$π$-PIC: a framework for modular particle-in-cell developments and simulations
Recently proposed modifications of the standard particle-in-cell (PIC) method resolve long-standing limitations such as exact preservation of physically conserved quantities and unbiased ensemble down-sampling. Such advances pave the way for next-generation PIC codes capable of using lower resolution and fewer particles per cell, enabling interactive studies on personal computers and facilitating large-scale parameter scans on supercomputers. Here, we present a Python-controlled framework which promotes the dissemination and adoption of novel PIC developments by providing a unified interface for accommodation, cross-testing, and comparison of PIC solvers and extensions written in Python or low-level languages like C++. To demonstrate the flexibility of the proposed interface, we present and test implementations of several PIC solvers, as well as extensions that are capable of managing absorbing boundaries, moving-window simulations, and tight focusing of laser pulses.
💡 Research Summary
The paper introduces π‑PIC, a modular particle‑in‑cell (PIC) framework designed to streamline the development, testing, and comparison of novel PIC algorithms and physics extensions. Recognizing that existing high‑performance PIC codes such as PIConGPU, Smilei, WarpX, and others excel in specific domains but present steep learning curves for adding new methods, the authors propose a unified interface that couples a Python front‑end with a pre‑compiled, multi‑threaded C++ back‑end via pybind11.
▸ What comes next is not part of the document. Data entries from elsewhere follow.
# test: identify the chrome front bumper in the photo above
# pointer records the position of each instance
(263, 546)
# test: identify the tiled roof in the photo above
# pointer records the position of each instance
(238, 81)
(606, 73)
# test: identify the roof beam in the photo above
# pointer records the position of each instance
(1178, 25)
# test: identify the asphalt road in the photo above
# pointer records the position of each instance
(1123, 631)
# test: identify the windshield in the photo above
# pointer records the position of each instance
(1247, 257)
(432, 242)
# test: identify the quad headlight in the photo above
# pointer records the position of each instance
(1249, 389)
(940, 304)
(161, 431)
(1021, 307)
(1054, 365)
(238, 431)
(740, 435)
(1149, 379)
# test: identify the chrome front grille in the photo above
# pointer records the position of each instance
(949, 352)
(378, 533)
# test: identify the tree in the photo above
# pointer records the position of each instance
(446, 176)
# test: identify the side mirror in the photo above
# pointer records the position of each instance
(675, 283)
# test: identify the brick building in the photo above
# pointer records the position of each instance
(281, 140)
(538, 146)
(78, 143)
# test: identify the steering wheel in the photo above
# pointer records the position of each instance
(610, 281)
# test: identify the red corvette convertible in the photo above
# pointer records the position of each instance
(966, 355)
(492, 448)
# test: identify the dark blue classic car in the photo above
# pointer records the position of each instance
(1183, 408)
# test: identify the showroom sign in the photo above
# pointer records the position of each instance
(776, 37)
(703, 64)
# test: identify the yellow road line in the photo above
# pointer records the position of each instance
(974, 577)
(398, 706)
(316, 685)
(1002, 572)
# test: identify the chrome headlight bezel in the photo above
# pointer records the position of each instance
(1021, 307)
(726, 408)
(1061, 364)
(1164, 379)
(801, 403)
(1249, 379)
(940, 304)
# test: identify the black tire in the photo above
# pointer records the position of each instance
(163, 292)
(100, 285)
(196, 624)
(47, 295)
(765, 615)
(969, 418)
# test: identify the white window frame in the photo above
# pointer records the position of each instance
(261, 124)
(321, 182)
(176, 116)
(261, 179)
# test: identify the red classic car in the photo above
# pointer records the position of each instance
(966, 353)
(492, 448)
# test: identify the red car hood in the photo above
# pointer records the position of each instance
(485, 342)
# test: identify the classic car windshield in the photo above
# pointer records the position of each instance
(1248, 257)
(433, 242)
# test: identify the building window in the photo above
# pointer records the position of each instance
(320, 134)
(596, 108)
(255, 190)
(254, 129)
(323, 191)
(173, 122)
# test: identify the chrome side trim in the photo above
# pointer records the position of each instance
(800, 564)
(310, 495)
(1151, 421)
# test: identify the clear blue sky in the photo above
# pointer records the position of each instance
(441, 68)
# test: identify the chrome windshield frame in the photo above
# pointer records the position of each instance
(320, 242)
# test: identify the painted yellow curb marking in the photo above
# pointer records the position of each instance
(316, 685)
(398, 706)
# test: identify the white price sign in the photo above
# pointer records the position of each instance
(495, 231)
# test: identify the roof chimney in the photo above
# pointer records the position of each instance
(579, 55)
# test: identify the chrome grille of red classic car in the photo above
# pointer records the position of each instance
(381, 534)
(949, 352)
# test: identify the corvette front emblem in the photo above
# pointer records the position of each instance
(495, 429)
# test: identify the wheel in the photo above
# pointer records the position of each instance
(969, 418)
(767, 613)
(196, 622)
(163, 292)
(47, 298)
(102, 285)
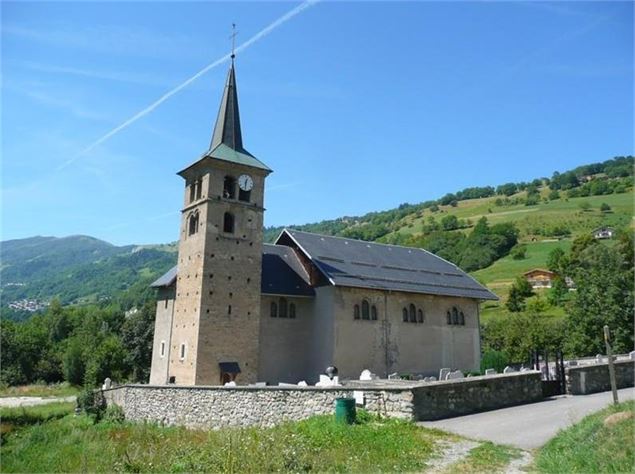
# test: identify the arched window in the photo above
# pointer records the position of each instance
(229, 187)
(283, 307)
(244, 195)
(365, 310)
(192, 226)
(228, 223)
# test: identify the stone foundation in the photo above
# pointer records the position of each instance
(218, 407)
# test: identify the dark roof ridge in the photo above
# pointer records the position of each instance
(369, 243)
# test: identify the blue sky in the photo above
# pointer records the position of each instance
(356, 106)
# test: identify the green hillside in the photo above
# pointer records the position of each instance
(541, 214)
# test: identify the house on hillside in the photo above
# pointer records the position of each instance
(604, 233)
(237, 309)
(539, 278)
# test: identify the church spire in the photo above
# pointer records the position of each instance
(227, 128)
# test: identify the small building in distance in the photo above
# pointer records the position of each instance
(604, 233)
(540, 278)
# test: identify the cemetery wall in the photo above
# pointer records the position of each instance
(216, 407)
(439, 400)
(585, 379)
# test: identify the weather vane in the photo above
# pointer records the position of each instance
(233, 38)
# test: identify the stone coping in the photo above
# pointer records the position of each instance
(600, 364)
(356, 385)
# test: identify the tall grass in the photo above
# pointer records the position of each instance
(75, 443)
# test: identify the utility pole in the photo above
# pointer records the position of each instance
(609, 354)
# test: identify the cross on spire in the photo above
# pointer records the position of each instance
(233, 38)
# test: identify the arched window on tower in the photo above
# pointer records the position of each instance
(228, 223)
(192, 223)
(283, 307)
(413, 313)
(365, 310)
(455, 315)
(229, 187)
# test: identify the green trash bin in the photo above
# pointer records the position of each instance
(345, 410)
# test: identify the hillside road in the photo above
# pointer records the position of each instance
(528, 426)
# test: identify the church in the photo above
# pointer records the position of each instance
(237, 309)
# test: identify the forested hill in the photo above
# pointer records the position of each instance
(533, 214)
(75, 269)
(608, 177)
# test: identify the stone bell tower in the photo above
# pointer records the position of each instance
(215, 328)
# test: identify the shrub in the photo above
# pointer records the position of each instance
(494, 360)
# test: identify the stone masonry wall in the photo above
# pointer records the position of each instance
(460, 397)
(217, 407)
(585, 379)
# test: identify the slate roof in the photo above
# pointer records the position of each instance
(282, 273)
(355, 263)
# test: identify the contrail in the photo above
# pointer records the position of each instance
(258, 36)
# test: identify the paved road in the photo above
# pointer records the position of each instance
(12, 402)
(528, 426)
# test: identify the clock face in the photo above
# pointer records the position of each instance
(245, 182)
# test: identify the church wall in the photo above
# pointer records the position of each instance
(322, 342)
(284, 342)
(390, 345)
(230, 301)
(162, 330)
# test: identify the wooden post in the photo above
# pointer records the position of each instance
(609, 354)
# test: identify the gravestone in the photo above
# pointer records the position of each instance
(455, 375)
(443, 373)
(367, 375)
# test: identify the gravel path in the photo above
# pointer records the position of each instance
(451, 452)
(518, 465)
(13, 402)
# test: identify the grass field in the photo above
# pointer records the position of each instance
(39, 390)
(561, 211)
(47, 443)
(590, 446)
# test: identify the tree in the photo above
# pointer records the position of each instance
(604, 296)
The architecture is organized into three interaction levels. The first level provides a Python API for creating simulation instances, initializing arbitrary particle distributions and electromagnetic fields, advancing the system, and performing runtime read/write of field and particle data. To avoid performance penalties, user‑defined callbacks are decorated with @cfunc, which compiles the Python code into efficient C++ kernels. The second level consists of “extensions,” modular handlers that execute custom operations on fields and particles at every time step. The paper demonstrates three extensions: a minimal‑masking absorbing boundary, a moving‑window that follows high‑speed beams or laser pulses, and a spatial‑to‑focus mapping for tightly focused laser pulses. Extensions can be written in either Python or C++ and are added to the simulation with a single add_handler() call.
The third level encompasses the actual PIC solvers. Each solver is composed of a particle_solver and a field_solver class, allowing independent or concurrent updates of particles and fields. The framework ships with several reference solvers, including a standard FDTD (finite‑difference time‑domain) solver, a spectral solver, and two energy‑conserving solvers (ec and ec2) originally described in Ref.